04-20-2021 12:36 PM
i am trying to migrate our switches to snmpv3. first, orion has no issue with the config below. works great
snmp-server engineID remote 10.2.16.11 udp-port 161 1000000000
snmp-server group Network01 v3 auth read godeep
snmp-server view godeep iso included
snmp-server view godeep mib-2 included
snmp-server view godeep interfaces included
snmp-server view godeep chassis included
snmp-server user GXXXX Network01 v3 auth md5 <password> priv aes 256 <password>
but NetMRI will not authenticat or connect. i have followed the instructions in the 7.4.5 manual, the devices can ping each other. no ACL is in the way. and snmpv2 still works on netmri.
any help would be awsome.
Solved!
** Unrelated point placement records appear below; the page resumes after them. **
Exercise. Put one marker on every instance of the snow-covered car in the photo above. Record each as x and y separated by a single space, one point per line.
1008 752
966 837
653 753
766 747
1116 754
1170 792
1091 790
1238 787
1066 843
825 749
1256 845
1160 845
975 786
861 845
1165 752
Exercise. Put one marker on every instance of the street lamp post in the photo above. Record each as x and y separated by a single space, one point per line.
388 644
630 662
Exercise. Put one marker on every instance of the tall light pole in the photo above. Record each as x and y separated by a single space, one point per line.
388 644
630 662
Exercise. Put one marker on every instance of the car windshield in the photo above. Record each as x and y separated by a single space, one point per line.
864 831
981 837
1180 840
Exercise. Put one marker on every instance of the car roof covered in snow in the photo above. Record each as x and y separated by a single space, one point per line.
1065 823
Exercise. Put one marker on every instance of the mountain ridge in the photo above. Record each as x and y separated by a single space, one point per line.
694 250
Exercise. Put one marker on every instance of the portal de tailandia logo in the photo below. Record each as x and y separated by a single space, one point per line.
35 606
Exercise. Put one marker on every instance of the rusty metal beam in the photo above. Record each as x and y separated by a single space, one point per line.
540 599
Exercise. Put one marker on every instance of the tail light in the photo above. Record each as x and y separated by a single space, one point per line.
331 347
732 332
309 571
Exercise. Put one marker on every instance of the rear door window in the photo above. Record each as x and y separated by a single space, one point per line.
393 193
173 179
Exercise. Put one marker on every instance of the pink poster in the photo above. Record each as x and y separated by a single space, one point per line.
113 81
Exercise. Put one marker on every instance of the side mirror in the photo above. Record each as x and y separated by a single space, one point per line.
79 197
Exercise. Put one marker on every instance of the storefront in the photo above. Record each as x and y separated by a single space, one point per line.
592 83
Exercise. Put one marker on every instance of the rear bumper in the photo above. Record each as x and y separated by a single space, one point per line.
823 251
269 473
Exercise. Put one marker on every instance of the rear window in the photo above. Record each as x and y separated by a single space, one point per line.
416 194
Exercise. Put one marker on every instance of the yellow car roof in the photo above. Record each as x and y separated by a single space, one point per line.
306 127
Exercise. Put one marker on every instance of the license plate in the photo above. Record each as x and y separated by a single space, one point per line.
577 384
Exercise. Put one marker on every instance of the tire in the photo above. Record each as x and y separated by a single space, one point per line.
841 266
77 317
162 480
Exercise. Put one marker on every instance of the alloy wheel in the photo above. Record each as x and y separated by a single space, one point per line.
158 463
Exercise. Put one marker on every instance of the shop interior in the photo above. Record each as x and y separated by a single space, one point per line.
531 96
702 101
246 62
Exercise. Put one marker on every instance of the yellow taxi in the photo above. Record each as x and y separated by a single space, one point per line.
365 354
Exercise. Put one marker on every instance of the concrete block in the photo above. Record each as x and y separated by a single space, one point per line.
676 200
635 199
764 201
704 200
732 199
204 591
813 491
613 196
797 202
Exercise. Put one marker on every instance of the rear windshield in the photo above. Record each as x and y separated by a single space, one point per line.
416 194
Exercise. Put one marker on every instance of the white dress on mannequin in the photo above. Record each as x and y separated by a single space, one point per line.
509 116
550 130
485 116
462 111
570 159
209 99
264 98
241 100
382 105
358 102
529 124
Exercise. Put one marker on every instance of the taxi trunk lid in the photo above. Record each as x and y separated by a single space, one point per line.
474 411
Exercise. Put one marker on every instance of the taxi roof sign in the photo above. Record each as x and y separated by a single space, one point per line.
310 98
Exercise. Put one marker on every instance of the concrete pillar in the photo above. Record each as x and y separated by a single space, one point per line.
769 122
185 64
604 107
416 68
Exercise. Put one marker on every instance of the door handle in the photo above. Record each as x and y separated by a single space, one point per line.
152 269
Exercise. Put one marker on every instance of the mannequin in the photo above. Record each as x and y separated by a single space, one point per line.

Go to Solution.
04-21-2021 05:42 AM
good news, we figured out what was up. we were pointing the config at solarwinds only. once we put in a local enginID we could hit netmri. but encryption for aes 256 or 192 does not work for snmpv3. i found a KB #3925 from 2016! that states
Network Automation unsuccessfully attempts to authenticate devices configured with SNMP v3 and AES-256 bit or SNMP v3 and AES-192 bit encryption
SNMP v3 network devices using AES-256 bit or AES-192 bit encryption
All Network Automation(NetMRI) versions
Network Automation only authenticates SNMP v3 devices which are configured with AES-128 bit encryption.
When SNMP v3 network devices are configured with AES-256 bit encryption or AES-192 bit encryption, reconfigure these devices with AES-128 bit encryption.
02-16-2022 02:14 PM
Appears to still be the same even with NetMRI 22.214.171.124860. Still can't get AES256 or 192 to work and have to regress to 128.